Es gibt aber ein tool jconsole.exe. damit kannst du deine Programme ganz gut überwachen .... Evtl findes du dort etwas.


----------



## FelixB (30. Jul 2007)

kannst du etwas genauer sagen, worum es dir geht?


----------



## tuxedo (30. Jul 2007)

Ach, nix wildes:

Für meinen JDBC-Treiber (http://jpmdbc.dev.java.net) würd ich gerne ne Art Benchmark-Test machen, und da wäre es interessant zu wissen wie viel Speicher meine im ResultSet verwendete Daten-Variable braucht. Im Endeffekt kann ich ja auch die Bytes lesen die ich aus dem Stream gelesen hab. Dachte halt es gäbe was um eine Varibale exakt zu bestimmen.

- Alex


----------



## Wildcard (30. Jul 2007)

alex0801 hat gesagt.:
			
		

> Dachte halt es gäbe was um eine Varibale exakt zu bestimmen.
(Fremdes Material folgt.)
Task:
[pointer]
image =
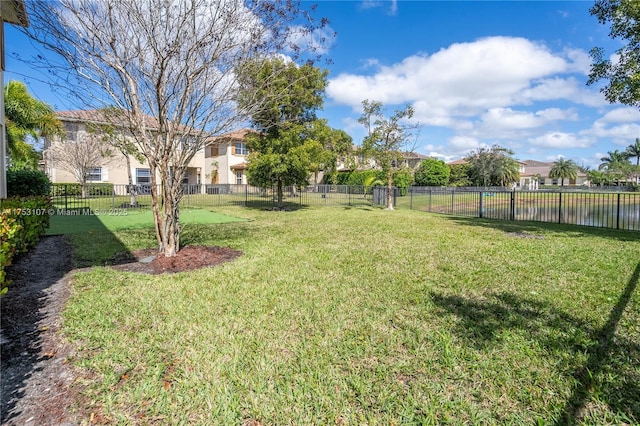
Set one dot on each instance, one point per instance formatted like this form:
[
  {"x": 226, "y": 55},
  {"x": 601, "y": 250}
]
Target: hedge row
[
  {"x": 75, "y": 189},
  {"x": 22, "y": 222}
]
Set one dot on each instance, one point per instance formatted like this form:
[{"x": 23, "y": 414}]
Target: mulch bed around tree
[
  {"x": 187, "y": 259},
  {"x": 38, "y": 385}
]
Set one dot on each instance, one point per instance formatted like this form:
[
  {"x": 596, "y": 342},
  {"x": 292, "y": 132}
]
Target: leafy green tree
[
  {"x": 402, "y": 179},
  {"x": 493, "y": 166},
  {"x": 386, "y": 139},
  {"x": 459, "y": 175},
  {"x": 26, "y": 117},
  {"x": 563, "y": 169},
  {"x": 600, "y": 178},
  {"x": 633, "y": 151},
  {"x": 614, "y": 160},
  {"x": 333, "y": 144},
  {"x": 289, "y": 142},
  {"x": 623, "y": 84},
  {"x": 432, "y": 172}
]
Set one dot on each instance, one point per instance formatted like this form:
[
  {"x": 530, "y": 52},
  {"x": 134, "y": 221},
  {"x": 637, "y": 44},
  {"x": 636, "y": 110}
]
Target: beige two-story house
[{"x": 223, "y": 159}]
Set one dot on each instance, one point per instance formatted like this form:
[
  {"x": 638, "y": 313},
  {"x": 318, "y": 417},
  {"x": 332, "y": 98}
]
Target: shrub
[
  {"x": 22, "y": 222},
  {"x": 75, "y": 189},
  {"x": 27, "y": 183}
]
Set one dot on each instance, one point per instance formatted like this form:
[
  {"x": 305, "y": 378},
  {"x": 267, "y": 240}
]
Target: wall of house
[{"x": 221, "y": 158}]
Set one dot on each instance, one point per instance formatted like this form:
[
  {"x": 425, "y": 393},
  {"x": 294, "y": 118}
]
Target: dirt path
[
  {"x": 35, "y": 376},
  {"x": 36, "y": 379}
]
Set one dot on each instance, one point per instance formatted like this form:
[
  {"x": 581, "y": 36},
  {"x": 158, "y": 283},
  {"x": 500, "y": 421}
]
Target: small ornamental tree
[
  {"x": 290, "y": 141},
  {"x": 387, "y": 139},
  {"x": 432, "y": 172},
  {"x": 563, "y": 169},
  {"x": 493, "y": 166}
]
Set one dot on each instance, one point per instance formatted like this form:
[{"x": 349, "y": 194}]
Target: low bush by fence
[
  {"x": 617, "y": 210},
  {"x": 22, "y": 222}
]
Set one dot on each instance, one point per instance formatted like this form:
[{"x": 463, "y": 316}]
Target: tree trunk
[
  {"x": 389, "y": 189},
  {"x": 167, "y": 221},
  {"x": 280, "y": 195}
]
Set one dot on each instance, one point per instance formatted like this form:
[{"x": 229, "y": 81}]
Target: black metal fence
[
  {"x": 106, "y": 197},
  {"x": 617, "y": 210}
]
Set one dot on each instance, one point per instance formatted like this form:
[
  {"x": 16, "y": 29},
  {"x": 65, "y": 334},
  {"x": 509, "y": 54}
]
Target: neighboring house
[
  {"x": 225, "y": 158},
  {"x": 221, "y": 161},
  {"x": 410, "y": 159},
  {"x": 535, "y": 173},
  {"x": 13, "y": 12}
]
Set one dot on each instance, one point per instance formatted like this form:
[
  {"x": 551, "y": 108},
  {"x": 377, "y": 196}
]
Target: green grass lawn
[
  {"x": 363, "y": 316},
  {"x": 119, "y": 219}
]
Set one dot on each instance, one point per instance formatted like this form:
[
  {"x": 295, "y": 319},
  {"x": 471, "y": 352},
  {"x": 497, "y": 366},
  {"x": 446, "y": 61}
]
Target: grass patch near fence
[
  {"x": 120, "y": 219},
  {"x": 363, "y": 316}
]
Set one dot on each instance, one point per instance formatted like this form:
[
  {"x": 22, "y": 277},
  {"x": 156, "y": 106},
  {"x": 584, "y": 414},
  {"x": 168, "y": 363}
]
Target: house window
[
  {"x": 241, "y": 149},
  {"x": 143, "y": 176},
  {"x": 94, "y": 174},
  {"x": 71, "y": 130}
]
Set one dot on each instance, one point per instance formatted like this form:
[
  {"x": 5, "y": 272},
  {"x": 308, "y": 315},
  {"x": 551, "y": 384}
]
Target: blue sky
[{"x": 477, "y": 73}]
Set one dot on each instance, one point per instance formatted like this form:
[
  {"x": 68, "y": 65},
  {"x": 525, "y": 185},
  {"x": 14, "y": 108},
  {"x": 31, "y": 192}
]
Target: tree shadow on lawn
[
  {"x": 610, "y": 372},
  {"x": 96, "y": 245},
  {"x": 576, "y": 231},
  {"x": 269, "y": 205}
]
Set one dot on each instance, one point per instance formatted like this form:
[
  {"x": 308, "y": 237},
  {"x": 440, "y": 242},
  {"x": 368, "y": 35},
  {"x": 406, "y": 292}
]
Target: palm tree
[
  {"x": 612, "y": 159},
  {"x": 633, "y": 150},
  {"x": 563, "y": 169},
  {"x": 26, "y": 117}
]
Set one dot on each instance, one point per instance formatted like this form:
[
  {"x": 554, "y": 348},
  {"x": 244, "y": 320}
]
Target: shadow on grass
[
  {"x": 609, "y": 374},
  {"x": 576, "y": 231},
  {"x": 269, "y": 205},
  {"x": 93, "y": 243}
]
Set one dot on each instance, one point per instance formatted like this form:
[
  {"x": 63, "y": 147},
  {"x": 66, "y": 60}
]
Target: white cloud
[
  {"x": 470, "y": 78},
  {"x": 370, "y": 4},
  {"x": 621, "y": 115},
  {"x": 464, "y": 143},
  {"x": 621, "y": 125},
  {"x": 560, "y": 140}
]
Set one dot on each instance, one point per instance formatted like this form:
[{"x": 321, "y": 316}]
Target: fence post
[
  {"x": 560, "y": 208},
  {"x": 618, "y": 213},
  {"x": 512, "y": 215},
  {"x": 453, "y": 194}
]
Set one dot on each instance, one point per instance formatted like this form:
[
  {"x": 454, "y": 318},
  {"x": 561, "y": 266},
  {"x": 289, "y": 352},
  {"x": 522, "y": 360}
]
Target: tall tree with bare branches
[{"x": 170, "y": 66}]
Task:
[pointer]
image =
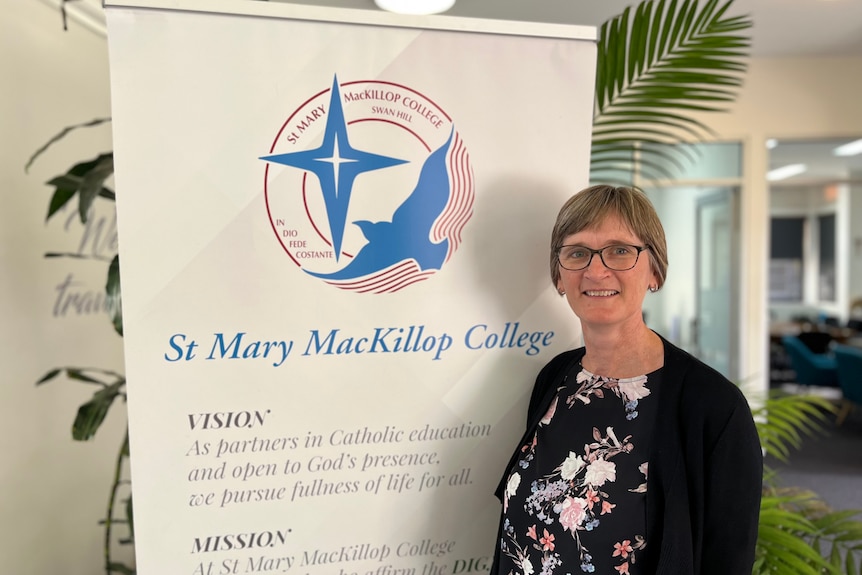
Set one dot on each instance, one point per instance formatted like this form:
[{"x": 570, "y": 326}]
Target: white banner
[{"x": 334, "y": 255}]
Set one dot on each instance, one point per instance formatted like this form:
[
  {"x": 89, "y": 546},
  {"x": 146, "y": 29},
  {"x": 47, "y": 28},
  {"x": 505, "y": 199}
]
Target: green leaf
[
  {"x": 660, "y": 65},
  {"x": 92, "y": 183},
  {"x": 49, "y": 376},
  {"x": 60, "y": 135},
  {"x": 59, "y": 199},
  {"x": 92, "y": 413},
  {"x": 114, "y": 295}
]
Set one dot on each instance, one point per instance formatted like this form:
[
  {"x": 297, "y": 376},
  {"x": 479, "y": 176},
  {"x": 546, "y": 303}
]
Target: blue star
[{"x": 336, "y": 164}]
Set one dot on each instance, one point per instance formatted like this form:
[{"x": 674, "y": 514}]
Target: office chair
[
  {"x": 811, "y": 368},
  {"x": 849, "y": 362}
]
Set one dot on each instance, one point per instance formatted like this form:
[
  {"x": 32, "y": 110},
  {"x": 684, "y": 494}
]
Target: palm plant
[
  {"x": 798, "y": 533},
  {"x": 659, "y": 65}
]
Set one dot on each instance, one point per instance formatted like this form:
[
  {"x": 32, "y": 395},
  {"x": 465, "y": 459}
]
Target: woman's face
[{"x": 600, "y": 296}]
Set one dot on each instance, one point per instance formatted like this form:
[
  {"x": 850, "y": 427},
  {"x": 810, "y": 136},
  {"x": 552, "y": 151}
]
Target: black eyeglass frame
[{"x": 601, "y": 256}]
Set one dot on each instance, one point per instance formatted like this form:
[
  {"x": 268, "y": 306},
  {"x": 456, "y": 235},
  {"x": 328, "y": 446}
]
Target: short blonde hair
[{"x": 589, "y": 207}]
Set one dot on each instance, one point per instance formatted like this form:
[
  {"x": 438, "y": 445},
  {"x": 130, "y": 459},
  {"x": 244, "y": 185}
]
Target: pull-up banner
[{"x": 333, "y": 231}]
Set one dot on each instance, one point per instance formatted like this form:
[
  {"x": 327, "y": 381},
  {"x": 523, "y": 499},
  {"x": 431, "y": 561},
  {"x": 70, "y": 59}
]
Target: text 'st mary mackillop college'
[{"x": 333, "y": 232}]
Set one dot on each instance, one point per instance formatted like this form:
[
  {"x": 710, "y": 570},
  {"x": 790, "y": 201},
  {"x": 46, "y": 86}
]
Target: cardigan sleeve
[{"x": 733, "y": 468}]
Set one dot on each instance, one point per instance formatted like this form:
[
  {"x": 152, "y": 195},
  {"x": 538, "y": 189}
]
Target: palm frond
[{"x": 658, "y": 66}]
Dafür ist erst mal die Metrik interessant.
Nimm an ein Objekt x braucht 20 byte.
Ein zweites Objekt mit gleichem Inhalt braucht nun aber nur noch 10 byte weil sie sich Resource Teilen.
Welcher der beiden Werte ist der echte Speicherverbrauch?
Zählen Referenzen auf enthaltene Objekte mit?
Wenn ja, nur die Größe der Referenz, oder auch deren Größe?
Was passiert mit Objekten nach dem Fliegengewicht Muster?
Du siehst, so einfach ist die Sache nicht.


----------



## tuxedo (30. Jul 2007)

Naja, ich habs halt in Bezug auf ne HashMap gesehen, ohne weitere verlinkung oder so. Wenn ich sowas serialisiere und irgendwo speichere hab ich ja auch ne bestimmte Größe.

- Alex


----------



## Wildcard (30. Jul 2007)

Ja, du bekommst *eine* Größe. Ob es die ist, die für dich interessant ist, kannst nur du selbst beantworten.


----------



## tuxedo (30. Jul 2007)

Naja, die Größe repräsentiert irgendwie die Größe der Daten in meiner HashMap. Ob da jetzt ein wenig "overhead" dabei ist oder nicht, spielt für mich eine untergeordnete Rolle. Mir gehts nur dum eine Größe zu finden die reproduzierbar ist und die ich vergleichen kann.


----------



## Wildcard (30. Jul 2007)

Du spachst doch selbst schon die serialisierung an....


----------



## tuxedo (30. Jul 2007)

jepp, serialisierung wäre das eine. die andere Lösung, für meinen Fall, wäre das mitzählen der empfangenen bytes. 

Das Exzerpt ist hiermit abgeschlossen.